Learn how to sculpt your core with these expert insights. Katelyn Swallow writes.

How to sculpt your core

 

The vision

Fat loss is key to what the majority of women want in a stomach: one that is ‘flat’ or lean, with a little definition and no love handles.

“The most common complaints I receive are from new mums who have a flabby stomach or saggy skin after giving birth, or from individuals who have gained weight and now have a ‘pot belly’,” says director of Soul Centre Yoga & Pilates Studio Libby Wever (soulcentre.com.au)

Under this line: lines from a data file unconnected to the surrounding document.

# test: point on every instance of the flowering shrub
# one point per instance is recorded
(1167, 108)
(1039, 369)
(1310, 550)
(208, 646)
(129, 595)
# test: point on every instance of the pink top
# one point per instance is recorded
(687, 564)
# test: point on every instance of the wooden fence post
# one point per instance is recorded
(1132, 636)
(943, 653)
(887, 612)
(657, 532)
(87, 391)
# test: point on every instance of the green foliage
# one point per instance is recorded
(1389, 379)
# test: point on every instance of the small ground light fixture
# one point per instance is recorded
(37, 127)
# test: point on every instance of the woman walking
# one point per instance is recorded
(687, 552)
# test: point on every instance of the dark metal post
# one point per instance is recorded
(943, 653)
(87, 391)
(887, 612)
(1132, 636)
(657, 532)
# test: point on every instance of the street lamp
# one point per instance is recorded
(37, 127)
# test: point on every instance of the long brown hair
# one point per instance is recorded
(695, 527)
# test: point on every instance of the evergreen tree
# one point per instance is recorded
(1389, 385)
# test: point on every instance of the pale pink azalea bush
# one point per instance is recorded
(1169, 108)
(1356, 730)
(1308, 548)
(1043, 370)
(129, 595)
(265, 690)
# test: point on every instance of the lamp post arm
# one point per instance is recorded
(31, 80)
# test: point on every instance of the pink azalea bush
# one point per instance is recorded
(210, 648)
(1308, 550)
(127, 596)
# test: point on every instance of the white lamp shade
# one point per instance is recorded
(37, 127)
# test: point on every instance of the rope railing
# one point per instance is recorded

“Beyond aesthetics, core conditioning also improves posture, which contributes to a trimmer appearance, and improves flexibility and balance. Moreover, developing core muscle strength can boost the effectiveness of workouts and reduce the risk of injuries that sideline our efforts to stay in shape. It also protects your back, which is very important to maintain.”

Key features

Your core is actually a highly complex set of muscles, encompassing the pelvic floor muscles, transversus abdominis, multifidus, internal and external obliques, and the rectus abdominis. Minor core muscles include the latissimus dorsi, gluteus maximus and trapezius.

“The transverse abdominal muscles, which wrap from the sides of the lower back around to the front, are well-coordinated core muscles that stabilise the spine and help create a firm base of support for virtually all movement,” says Wever.

The plan

From an aesthetic point of view, there is little point smashing out the crunches if your obliques are hidden by layers of fat. That said, like any muscle, the abs still need to be worked for proper function and image once the fat does come off.

“Exercises that strengthen abdominal and other core muscles should be part of an overall fitness plan that includes regular moderate-intensity aerobic exercise, such as brisk walking 30 minutes per day, most days of the week. Strength training two to three times a week designed to work the core (think Pilates and compound lifts) will also help,” says Wever.

Given the abs are notoriously resistant to fatigue and contain predominantly of slow-twitch (endurance) muscle fibres, they usually respond best to higher volume training. Think upward of 12 reps, for multiple sets.

“Performing basic movements such as sit-ups, crunches, leg lifts, squats and lunges – 12 reps by three sets – as well as holding a full-body plank for two minutes will help to engage and strengthen the core, aiding in your performance across other sports and activities, such as running or swimming,” adds Wever.